Blog
With over 9.1 million weekly downloads, if you dabbled with Python programming you have probably already used Scipy. Scipy is an open source package that provides fundamental algorithms for scientific computing in Python. Open source means that the source code of the package is publicly available and anyone can contribute to the project.
EasyMedStat relies on open source code for core statistical functions as it guarantees that the algorithms used are transparent, have been
verified and validated for correctness through a rigorous peer review process and the results our users publish can be replicated.
During the development of a new statistical feature at EasyMedStat
we follow the latest academic standards and best practices, we look at various open source implementations of the published algorithms and validate the code for correctness, edge cases handling and performance.
Sometimes, we stumble upon implementations where improvements can be made and attempt to do it. In these cases we contribute our work back to the original package and discuss the merits of our proposed improvement with the project maintainer and the wider community. This ensures that our statistical core functions are not only validated internally but also by field experts.
During our work on the Wilcoxon signed-rank test, we noticed that the SciPy implementation limited the exact p-value estimation to cases where n < 25 and defaulted to a normal approximation for the other cases. This was the case because computing exact p-values requires knowing the distribution of T (the test statistic) under the null hypothesis.

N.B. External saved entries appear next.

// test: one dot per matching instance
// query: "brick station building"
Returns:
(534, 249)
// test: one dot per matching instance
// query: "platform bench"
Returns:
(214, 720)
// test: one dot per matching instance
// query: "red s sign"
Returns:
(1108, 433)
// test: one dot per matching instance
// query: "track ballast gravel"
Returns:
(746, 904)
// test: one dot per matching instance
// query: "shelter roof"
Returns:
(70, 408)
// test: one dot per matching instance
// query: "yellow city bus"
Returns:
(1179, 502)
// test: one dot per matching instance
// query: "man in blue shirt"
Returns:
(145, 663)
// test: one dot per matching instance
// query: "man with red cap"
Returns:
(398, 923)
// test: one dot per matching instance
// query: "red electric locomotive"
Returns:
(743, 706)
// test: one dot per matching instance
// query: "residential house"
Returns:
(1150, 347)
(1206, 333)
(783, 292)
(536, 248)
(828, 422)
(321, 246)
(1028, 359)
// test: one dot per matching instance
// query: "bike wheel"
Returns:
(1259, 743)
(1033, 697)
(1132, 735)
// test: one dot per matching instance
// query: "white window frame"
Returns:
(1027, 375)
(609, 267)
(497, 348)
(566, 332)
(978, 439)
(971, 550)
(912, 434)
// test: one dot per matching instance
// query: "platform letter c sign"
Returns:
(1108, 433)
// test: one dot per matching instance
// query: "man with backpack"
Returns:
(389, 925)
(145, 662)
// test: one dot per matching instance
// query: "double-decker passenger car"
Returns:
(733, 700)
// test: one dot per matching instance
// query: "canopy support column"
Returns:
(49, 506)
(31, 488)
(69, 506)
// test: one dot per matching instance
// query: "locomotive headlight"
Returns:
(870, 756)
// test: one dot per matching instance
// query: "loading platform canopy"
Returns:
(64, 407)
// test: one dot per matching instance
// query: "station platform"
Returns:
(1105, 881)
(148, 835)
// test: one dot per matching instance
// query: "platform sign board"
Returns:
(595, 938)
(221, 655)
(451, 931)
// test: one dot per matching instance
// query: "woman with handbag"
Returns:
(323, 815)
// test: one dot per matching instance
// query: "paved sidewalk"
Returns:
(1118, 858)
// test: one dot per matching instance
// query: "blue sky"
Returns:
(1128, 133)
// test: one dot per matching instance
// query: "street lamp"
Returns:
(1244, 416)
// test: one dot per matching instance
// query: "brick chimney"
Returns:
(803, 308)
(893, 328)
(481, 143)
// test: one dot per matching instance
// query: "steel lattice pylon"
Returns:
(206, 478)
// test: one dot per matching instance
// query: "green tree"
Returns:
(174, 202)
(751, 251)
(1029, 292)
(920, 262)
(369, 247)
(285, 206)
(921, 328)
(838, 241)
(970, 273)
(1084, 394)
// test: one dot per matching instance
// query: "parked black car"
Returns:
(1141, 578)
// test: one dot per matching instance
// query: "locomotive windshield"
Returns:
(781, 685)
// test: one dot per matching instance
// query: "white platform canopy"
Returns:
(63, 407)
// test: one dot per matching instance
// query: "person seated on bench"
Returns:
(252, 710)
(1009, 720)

With no closed formula for this distribution, it required computing the distribution of T by considering all possibilities and computing 2^n sums. Since this was intractable for all but the smallest n, the original SciPy implementation cached the results in a precomputed table for n<25 that was shipped in the package.
We discovered that there was an efficient recursion that allowed us to compute the exact distribution of T much faster. This allowed EasyMedStat to offer exact p-values for this test up to n=500.
The Wilcoxon signed-rank test tests the null hypothesis that two related paired samples come from the same distribution. In particular, it tests whether the distribution of the differences x - y is symmetric about zero. It is a non-parametric version of the paired T-test.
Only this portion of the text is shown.